In an earlier court filing, CIA Director Michael Hayden invoked the "state secrets privilege," which would let him bar evidence sensitive to national security from being used in court.
The judge appeared sympathetic to Hayden's position Tuesday, but declined to rule immediately. Ware said he would issue a written opinion soon.
ACLU lawyers argued Tuesday that Hayden's security concerns are trumped because the rendition program is public knowledge.
"No interrogation method alleged ... is a secret," ACLU attorney Ben Wizner said. "Every one of those has been publicly disclosed and confirmed and in the public record."
http://ap.google.com/article/ALeqM5jEcpAO94pyE2bkHoA5RqWepOycdwD8UKGNM80
Wizner pointed out the Hayden even discussed "waterboarding" Tuesday in testimony before Congress.

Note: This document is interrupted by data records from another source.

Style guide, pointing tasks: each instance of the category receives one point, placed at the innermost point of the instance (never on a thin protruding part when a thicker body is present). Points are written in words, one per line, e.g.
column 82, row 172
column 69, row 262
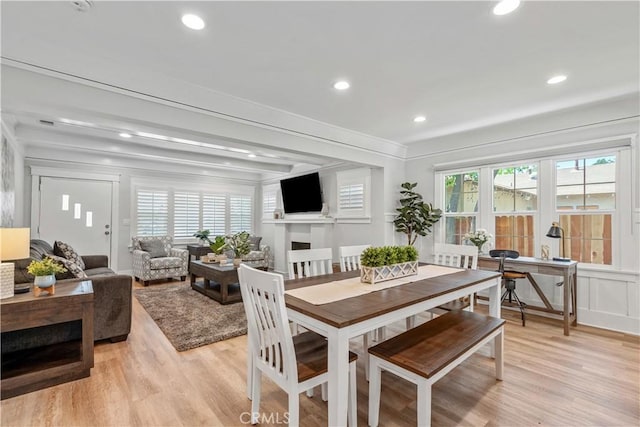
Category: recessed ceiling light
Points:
column 556, row 79
column 505, row 7
column 193, row 21
column 341, row 85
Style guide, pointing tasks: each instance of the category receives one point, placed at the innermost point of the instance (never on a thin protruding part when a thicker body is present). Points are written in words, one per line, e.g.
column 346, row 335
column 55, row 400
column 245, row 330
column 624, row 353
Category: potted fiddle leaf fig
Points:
column 415, row 216
column 239, row 244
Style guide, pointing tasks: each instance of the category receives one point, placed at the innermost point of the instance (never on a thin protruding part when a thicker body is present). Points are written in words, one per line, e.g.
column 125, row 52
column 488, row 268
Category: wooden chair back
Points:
column 271, row 343
column 461, row 256
column 350, row 257
column 309, row 262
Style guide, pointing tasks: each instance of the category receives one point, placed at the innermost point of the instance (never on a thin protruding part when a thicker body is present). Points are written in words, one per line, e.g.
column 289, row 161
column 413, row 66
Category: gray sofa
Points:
column 112, row 295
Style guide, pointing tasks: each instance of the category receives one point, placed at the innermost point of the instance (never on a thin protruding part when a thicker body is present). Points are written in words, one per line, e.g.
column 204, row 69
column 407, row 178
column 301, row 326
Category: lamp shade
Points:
column 14, row 243
column 555, row 231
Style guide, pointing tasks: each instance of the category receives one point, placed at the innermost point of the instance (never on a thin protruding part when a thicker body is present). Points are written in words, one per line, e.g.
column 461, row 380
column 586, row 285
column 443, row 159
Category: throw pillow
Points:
column 70, row 265
column 65, row 250
column 154, row 247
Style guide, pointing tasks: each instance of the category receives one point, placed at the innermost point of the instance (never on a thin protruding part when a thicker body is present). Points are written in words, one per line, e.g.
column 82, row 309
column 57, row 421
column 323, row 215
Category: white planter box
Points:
column 380, row 274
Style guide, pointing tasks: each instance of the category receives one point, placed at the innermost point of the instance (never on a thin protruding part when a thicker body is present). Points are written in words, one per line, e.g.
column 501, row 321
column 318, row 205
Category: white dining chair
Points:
column 459, row 256
column 309, row 262
column 296, row 364
column 350, row 261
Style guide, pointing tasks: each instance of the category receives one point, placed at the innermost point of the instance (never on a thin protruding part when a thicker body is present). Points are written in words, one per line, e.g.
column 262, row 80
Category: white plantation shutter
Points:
column 240, row 214
column 351, row 196
column 152, row 212
column 268, row 203
column 186, row 214
column 214, row 214
column 354, row 194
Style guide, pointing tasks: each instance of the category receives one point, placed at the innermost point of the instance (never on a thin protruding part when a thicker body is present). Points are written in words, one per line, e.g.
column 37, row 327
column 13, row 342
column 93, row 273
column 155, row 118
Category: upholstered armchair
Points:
column 154, row 258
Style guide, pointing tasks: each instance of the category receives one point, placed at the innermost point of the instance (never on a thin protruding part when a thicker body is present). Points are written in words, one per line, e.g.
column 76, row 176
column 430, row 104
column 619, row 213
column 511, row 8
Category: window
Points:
column 241, row 213
column 585, row 199
column 186, row 214
column 518, row 202
column 515, row 192
column 181, row 213
column 268, row 203
column 214, row 214
column 353, row 193
column 152, row 212
column 461, row 205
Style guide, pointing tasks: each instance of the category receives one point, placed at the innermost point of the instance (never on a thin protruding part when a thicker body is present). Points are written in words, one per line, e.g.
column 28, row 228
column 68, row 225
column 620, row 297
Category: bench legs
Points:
column 423, row 400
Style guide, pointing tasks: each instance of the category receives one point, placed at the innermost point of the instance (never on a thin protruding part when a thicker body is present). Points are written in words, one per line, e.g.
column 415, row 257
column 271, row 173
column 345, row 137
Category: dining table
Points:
column 342, row 319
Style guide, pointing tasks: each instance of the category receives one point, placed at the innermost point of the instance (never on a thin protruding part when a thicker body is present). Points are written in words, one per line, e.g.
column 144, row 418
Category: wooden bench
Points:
column 428, row 352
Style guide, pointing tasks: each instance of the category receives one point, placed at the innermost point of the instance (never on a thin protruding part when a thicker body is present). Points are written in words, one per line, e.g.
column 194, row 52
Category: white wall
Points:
column 608, row 296
column 121, row 224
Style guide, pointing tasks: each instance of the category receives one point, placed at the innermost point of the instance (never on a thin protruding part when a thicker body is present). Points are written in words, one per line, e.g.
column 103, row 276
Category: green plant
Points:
column 45, row 267
column 238, row 243
column 415, row 217
column 387, row 255
column 203, row 236
column 217, row 246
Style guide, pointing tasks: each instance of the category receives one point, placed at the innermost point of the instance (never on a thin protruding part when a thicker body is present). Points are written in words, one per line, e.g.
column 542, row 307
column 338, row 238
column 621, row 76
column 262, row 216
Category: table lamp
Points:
column 556, row 232
column 14, row 244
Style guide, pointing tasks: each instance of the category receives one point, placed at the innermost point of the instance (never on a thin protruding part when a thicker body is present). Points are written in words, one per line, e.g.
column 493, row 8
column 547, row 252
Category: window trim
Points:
column 547, row 213
column 202, row 189
column 360, row 176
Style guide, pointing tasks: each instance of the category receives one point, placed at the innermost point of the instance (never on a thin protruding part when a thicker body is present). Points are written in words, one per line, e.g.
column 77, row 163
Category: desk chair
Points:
column 295, row 363
column 509, row 278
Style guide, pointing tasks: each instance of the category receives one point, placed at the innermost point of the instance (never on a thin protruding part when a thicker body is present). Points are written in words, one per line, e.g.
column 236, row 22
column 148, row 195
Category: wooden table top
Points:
column 354, row 310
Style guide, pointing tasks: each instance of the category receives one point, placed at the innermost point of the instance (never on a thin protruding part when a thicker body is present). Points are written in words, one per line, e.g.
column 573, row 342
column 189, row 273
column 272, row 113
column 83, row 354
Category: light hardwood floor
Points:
column 590, row 378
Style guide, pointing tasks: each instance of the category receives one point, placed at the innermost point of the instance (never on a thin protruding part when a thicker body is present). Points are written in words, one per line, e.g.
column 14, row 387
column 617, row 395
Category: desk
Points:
column 567, row 270
column 344, row 319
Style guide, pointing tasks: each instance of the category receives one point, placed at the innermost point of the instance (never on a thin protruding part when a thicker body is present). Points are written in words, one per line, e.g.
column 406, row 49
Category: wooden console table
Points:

President Bush also has confirmed the existence of the rendition program.
"Many specifics of this program, including where these detainees have been held and the details of their confinement cannot be divulged," Bush said in a September 2006 speech defending the rendition program as a vital national security tool. "Doing so would provide our enemies with information they could use to take retribution against our allies and harm our country."

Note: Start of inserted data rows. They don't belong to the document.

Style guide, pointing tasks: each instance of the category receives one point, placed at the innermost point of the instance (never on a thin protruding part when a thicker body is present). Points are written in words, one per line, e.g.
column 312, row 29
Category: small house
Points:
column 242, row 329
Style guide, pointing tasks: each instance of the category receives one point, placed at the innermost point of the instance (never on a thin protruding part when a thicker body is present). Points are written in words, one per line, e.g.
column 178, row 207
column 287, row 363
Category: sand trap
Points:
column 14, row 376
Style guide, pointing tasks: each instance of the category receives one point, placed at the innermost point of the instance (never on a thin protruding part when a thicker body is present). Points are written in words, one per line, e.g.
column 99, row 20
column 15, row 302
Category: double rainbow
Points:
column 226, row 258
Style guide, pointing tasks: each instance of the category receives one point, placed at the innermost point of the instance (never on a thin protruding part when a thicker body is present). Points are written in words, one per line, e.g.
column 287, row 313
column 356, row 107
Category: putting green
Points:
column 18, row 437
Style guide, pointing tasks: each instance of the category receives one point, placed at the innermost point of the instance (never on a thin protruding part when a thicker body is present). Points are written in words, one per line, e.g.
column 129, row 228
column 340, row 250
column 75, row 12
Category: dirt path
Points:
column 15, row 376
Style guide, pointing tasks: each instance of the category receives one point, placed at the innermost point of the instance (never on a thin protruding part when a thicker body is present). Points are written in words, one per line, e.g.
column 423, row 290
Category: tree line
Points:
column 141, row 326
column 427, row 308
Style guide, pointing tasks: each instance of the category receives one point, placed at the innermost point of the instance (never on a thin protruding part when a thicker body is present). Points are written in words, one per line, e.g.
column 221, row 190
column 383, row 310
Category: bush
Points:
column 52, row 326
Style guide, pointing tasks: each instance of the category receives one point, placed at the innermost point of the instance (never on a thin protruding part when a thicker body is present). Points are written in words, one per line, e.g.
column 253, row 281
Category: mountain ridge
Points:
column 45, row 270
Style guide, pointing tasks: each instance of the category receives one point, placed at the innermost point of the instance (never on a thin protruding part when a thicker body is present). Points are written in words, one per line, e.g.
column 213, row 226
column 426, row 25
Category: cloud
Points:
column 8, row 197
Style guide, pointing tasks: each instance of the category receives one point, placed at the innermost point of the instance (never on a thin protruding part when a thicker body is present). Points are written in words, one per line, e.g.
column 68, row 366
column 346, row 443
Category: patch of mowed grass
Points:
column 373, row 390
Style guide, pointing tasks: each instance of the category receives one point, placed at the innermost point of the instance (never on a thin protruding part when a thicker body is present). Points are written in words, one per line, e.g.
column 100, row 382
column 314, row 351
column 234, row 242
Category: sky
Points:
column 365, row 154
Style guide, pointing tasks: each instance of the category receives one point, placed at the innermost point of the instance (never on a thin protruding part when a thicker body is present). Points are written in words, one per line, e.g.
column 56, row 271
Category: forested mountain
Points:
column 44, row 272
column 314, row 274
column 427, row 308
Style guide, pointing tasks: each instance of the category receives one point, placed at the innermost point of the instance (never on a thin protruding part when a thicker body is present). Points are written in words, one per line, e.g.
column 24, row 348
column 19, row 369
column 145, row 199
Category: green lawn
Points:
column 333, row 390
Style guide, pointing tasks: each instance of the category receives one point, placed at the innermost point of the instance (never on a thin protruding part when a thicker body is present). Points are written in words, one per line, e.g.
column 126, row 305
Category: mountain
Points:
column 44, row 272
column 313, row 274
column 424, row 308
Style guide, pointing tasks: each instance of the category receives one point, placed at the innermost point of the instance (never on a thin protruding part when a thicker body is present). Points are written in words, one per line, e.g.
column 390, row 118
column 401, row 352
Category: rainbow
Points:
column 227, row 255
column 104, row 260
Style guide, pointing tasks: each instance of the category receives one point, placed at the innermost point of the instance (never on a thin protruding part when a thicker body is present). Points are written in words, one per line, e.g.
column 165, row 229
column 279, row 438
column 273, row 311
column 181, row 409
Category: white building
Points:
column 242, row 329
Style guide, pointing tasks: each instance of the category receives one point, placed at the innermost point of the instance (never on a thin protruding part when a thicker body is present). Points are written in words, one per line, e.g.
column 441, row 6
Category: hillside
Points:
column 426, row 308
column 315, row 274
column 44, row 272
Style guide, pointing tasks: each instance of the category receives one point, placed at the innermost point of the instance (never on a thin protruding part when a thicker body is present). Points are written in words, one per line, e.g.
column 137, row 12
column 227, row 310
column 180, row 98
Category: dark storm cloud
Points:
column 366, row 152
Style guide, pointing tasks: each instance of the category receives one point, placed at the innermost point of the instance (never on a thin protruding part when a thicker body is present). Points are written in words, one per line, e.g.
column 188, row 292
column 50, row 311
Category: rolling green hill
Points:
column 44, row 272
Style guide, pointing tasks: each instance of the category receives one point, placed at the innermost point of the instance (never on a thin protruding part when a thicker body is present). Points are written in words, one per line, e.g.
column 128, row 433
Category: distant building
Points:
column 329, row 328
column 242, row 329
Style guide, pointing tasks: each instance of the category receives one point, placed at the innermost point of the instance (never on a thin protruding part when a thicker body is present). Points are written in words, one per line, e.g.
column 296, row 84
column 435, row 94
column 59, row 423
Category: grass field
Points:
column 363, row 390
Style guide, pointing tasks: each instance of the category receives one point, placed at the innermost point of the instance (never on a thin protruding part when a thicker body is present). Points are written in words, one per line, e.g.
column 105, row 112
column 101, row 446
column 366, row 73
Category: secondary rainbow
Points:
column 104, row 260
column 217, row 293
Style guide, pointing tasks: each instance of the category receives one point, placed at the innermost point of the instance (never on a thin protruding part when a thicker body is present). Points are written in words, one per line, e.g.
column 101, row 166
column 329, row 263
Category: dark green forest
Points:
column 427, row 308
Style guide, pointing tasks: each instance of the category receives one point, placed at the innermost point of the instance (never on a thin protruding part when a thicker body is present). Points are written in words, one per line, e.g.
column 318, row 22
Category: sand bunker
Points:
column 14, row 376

On Tuesday, Assistant U.S. Attorney Michael Abate said Bush and other high-ranking officials have discussed the program only in broad terms and that "this did not declassify any of the specifics."
For instance, Abate argued that the government has neither confirmed nor denied that any of the five men represented by the ACLU were ever in CIA custody. To do so would jeopardize the agency's intelligence gathering abilities, Abate argued.
Outside court, the ACLU's lawyer said the CIA's opposition to the lawsuit was the agency's latest attempt to avoid having a court rule on the legality of its rendition program.
"No court has ever ruled on the legality of the government's torture program," Wizner said.